Artificial intelligence continues to contain biases, but progress continues

Artificial intelligence - Bias

Google acknowledges that AI is still highly biased, though the tech is moving forward fast.

Artificial intelligence has been rocketing forward both technologically and in popularity, but according to a researcher at Google, it continues to contain biases and repairing fairness in the tech “isn’t a simple thing”.

The researcher says the chance is there to get it right as the world adopts it at a rapid speed.

“It’s as though we been given a second chance on how we use this technology to dismantle some of the biases we see in society,” said Google senior product manager Komal Singh at a Toronto media briefing.

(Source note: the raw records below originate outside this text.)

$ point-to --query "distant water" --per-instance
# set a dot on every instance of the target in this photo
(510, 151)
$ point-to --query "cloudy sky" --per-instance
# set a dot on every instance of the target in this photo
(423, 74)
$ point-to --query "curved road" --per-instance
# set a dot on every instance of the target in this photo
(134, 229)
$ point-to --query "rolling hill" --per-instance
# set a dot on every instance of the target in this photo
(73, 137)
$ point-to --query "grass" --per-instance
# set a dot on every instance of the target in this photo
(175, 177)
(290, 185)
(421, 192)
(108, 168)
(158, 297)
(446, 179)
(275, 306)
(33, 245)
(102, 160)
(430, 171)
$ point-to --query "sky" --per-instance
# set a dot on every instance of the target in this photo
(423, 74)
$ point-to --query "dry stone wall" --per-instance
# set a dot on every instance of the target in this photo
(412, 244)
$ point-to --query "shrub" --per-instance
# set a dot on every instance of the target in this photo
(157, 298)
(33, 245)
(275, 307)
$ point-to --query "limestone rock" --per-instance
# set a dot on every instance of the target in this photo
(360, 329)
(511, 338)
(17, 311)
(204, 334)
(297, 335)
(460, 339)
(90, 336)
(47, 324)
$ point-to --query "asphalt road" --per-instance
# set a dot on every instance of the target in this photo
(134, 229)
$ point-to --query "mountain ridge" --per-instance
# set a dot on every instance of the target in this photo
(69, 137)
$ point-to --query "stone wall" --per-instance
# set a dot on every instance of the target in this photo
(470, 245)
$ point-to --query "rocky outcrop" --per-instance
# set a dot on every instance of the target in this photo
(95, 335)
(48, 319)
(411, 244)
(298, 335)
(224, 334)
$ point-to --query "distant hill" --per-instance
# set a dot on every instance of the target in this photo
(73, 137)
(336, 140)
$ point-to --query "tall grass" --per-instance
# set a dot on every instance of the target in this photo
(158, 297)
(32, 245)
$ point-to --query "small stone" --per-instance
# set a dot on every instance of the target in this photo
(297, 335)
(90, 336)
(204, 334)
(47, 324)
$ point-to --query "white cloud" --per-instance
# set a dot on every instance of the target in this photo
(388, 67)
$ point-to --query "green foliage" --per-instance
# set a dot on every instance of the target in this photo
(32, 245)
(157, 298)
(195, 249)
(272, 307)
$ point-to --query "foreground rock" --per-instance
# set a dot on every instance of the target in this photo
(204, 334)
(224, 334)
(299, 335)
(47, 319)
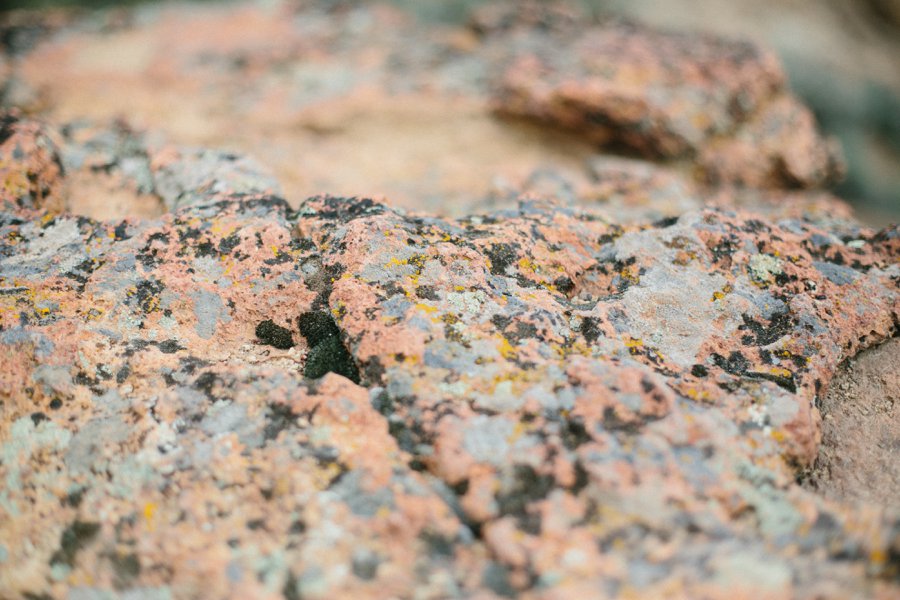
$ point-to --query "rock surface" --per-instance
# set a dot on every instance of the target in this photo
(606, 385)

Artificial intelligence - Man's face and digital face

Virtually every industry has been getting to know AI this year, including both its advantages and disadvantages. While some view artificial intelligence as a disruptive game change for everyday life that will boost efficiency and speed while providing solutions to some of the largest challenges in the world, others view it differently.

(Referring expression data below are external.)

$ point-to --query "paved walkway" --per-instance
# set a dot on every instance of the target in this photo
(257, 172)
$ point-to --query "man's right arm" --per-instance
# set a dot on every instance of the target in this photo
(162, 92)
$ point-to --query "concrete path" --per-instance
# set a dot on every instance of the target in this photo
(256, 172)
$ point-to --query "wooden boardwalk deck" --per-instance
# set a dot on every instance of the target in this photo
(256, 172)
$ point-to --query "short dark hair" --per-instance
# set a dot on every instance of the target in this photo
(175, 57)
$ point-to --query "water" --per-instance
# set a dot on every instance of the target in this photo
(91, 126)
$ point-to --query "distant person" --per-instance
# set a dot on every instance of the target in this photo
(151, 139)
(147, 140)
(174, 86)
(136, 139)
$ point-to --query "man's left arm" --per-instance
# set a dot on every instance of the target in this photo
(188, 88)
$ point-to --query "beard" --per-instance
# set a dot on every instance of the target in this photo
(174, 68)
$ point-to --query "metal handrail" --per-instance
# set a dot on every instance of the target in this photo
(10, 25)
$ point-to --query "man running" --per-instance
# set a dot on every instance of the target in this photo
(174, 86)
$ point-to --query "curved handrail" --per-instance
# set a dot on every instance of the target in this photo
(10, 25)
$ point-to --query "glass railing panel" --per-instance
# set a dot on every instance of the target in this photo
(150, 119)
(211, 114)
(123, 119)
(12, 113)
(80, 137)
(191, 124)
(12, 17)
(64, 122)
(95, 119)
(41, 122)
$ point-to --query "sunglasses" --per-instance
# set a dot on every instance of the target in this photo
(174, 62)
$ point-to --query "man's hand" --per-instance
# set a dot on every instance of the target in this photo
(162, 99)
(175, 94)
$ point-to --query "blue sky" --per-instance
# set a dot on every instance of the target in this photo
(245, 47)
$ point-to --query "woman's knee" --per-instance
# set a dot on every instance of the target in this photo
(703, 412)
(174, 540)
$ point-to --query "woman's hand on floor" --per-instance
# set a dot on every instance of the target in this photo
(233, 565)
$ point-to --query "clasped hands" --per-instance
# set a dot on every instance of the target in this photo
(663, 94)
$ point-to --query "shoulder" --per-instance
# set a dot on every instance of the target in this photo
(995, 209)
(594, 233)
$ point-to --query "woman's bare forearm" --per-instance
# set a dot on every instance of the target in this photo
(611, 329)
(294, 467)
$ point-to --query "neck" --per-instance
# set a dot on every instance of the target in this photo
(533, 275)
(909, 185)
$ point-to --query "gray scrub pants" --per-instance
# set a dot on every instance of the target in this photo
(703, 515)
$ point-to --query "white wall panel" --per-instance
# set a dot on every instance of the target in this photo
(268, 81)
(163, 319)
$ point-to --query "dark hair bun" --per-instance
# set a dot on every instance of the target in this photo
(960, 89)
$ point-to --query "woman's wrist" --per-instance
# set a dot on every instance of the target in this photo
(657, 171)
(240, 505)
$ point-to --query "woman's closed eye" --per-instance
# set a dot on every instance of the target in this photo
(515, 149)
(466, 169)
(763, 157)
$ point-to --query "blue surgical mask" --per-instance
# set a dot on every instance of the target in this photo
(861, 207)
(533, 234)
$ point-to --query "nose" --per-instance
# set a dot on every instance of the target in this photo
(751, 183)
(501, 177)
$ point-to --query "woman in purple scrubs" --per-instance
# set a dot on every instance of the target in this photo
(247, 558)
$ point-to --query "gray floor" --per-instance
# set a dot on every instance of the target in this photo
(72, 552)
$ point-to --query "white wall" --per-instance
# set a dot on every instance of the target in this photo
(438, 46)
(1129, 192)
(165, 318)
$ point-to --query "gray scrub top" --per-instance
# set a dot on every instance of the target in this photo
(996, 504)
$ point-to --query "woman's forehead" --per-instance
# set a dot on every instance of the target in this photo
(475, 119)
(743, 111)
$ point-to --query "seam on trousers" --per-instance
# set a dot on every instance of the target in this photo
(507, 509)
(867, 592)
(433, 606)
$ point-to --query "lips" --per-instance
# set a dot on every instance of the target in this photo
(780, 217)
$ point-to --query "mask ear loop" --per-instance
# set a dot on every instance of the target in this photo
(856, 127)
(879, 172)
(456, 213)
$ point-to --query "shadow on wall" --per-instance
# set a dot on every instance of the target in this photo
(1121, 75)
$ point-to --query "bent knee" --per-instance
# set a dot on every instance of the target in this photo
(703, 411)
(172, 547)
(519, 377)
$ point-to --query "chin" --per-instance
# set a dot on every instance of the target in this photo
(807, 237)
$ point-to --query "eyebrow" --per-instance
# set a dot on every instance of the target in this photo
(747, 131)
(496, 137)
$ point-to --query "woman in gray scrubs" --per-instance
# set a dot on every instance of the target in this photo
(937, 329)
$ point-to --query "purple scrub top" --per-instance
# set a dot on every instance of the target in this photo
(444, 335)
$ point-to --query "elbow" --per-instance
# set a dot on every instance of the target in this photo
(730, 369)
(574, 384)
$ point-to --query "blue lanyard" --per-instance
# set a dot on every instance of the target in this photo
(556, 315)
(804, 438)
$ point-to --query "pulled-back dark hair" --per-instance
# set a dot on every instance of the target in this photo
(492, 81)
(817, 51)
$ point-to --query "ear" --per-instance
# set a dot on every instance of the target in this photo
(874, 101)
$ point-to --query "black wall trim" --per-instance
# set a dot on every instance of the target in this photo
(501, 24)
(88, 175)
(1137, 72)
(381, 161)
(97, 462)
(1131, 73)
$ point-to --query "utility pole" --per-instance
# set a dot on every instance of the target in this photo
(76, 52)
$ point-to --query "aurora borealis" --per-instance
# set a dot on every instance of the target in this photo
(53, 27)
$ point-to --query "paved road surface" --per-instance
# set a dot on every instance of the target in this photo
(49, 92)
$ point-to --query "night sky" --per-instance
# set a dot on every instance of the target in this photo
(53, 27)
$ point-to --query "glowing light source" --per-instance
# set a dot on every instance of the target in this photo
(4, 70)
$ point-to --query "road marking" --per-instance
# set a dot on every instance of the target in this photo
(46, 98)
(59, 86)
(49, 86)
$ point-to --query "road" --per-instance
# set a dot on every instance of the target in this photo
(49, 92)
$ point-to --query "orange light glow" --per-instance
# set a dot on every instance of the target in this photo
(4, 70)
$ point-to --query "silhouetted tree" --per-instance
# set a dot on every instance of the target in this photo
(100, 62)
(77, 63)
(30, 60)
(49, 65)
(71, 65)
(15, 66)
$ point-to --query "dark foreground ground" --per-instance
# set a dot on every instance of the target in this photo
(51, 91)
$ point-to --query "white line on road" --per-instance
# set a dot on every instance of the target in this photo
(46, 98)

Apple co-founder Steve Wozniak and Tesla founder Elon Musk have a slightly different opinion from the most optimistic ones. They have cautioned about the way the technology advances, saying that it is currently moving too fast and that it’s important to implement guardrails before it will be truly appropriate for mainstream use.

There remains a great deal of concern over the way artificial intelligence is developing and being used.

The “godfather of AI”, British-Canadian computer scientist Geoffrey Hinton, has expressed concern over the technology. In fact, he left Google to be able to more openly discuss the risks he said includes bias and discrimination, echo chambers, joblessness, artificial/fake news, battle robots and existential risk.

Singh, despite her optimism, did acknowledge that risks are inherent to the technology. In fact, she said that she’d witnessed them herself. For instance, she said that if an artificial intelligence model is asked to generate an image of a nurse, it will typically provide an image of a woman. Similarly, a request for an image of a CEO will usually result in an image of a white man. Software engineer image requests will provide images of racialized men.

“In a nutshell, I think the takeaway is a lot needs to happen to fix the fairness problem,” said Singh.